What matter are not the behavior of the dipole moments $\vec{\mu}$ and $\vec{d}$ themselves, but the Hamiltonian terms $-\vec{\mu}\cdot\vec{B}$ and $-\vec{d}\cdot\vec{E}$,* showing the interactions of the moments with external fields.
Under parity, the electric field (being a polar vector) changes sign, but under time reversal, it does not. (This can be understood by visualizing inverting the locations of all charges; this reverses the vector field $\vec{E}$ defined explicitly by Coulomb's Law. However, inverting the direction of time does not reverse the explicit expression for $\vec{E}$, in which time does not appear.) In contrast, under P, the magnetic field does not reverse sign, because the explicit formula for $\vec{B}$ is the Biot-Savart Law, which contains a cross product. (Under $\vec{V}\rightarrow-\vec{V}$ and $\vec{W}\rightarrow-\vec{W}$, we hve $\vec{V}\times\vec{W}\rightarrow\vec{V}\times\vec{W}$, with the two minus signs canceling. Thus the cross product of two vectors is a pseudovector or axial vector.) However, the time reversal T inverts the directions of all currents while leaving the spatial configuration unchanged, which naturally reverses $\vec{B}$.
So the different transformation properties of $\vec{E}$ and $\vec{B}$ mean that the actual Hamiltonian/Lagrangian terms representing the dipole interactions have different discrete symmetries. For the magnetic dipole, $\vec{B}$ changes sign under exactly the same combinations of C, P, and T as the spin vector (remembering that $\vec{\mu}=\mu\vec{\sigma}$ and $\vec{d}=d\vec{\sigma}$), so the combination $-\vec{\mu}\cdot\vec{B}$ is invariant under all the discrete symmetries. However, the discrete symmetries of $\vec{\sigma}$ and $\vec{E}$ do not match up. They are both odd under C; however, $\vec{\sigma}$ is P-even and T-odd, while $\vec{E}$ is P-odd and T-even, making $-\vec{d}\cdot\vec{E}$ odd under P, T, CP, and CT.

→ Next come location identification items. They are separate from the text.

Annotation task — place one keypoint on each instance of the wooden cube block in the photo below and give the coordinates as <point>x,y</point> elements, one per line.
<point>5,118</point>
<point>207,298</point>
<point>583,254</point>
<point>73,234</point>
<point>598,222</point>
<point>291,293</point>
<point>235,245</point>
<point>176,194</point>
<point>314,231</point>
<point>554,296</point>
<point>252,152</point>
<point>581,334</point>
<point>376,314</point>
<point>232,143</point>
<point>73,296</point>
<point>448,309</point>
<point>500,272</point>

*Actually, these are the nonrelativistic limits of the general spin interactions with
$\mu\bar{\psi}\sigma^{\mu\nu}\psi F_{\mu\nu}$ and $d\frac{1}{2}\epsilon^{\mu\nu\rho\sigma}\bar{\psi}\sigma_{\mu\nu}\psi\tilde{F}_{\rho\sigma}$. In these forms, it is relatively straightforward to see that the electric dipole moment term must be odd under P and T, because of the presence of the Levi-Civita pseudo-tensor $\epsilon^{\mu\nu\rho\sigma}$.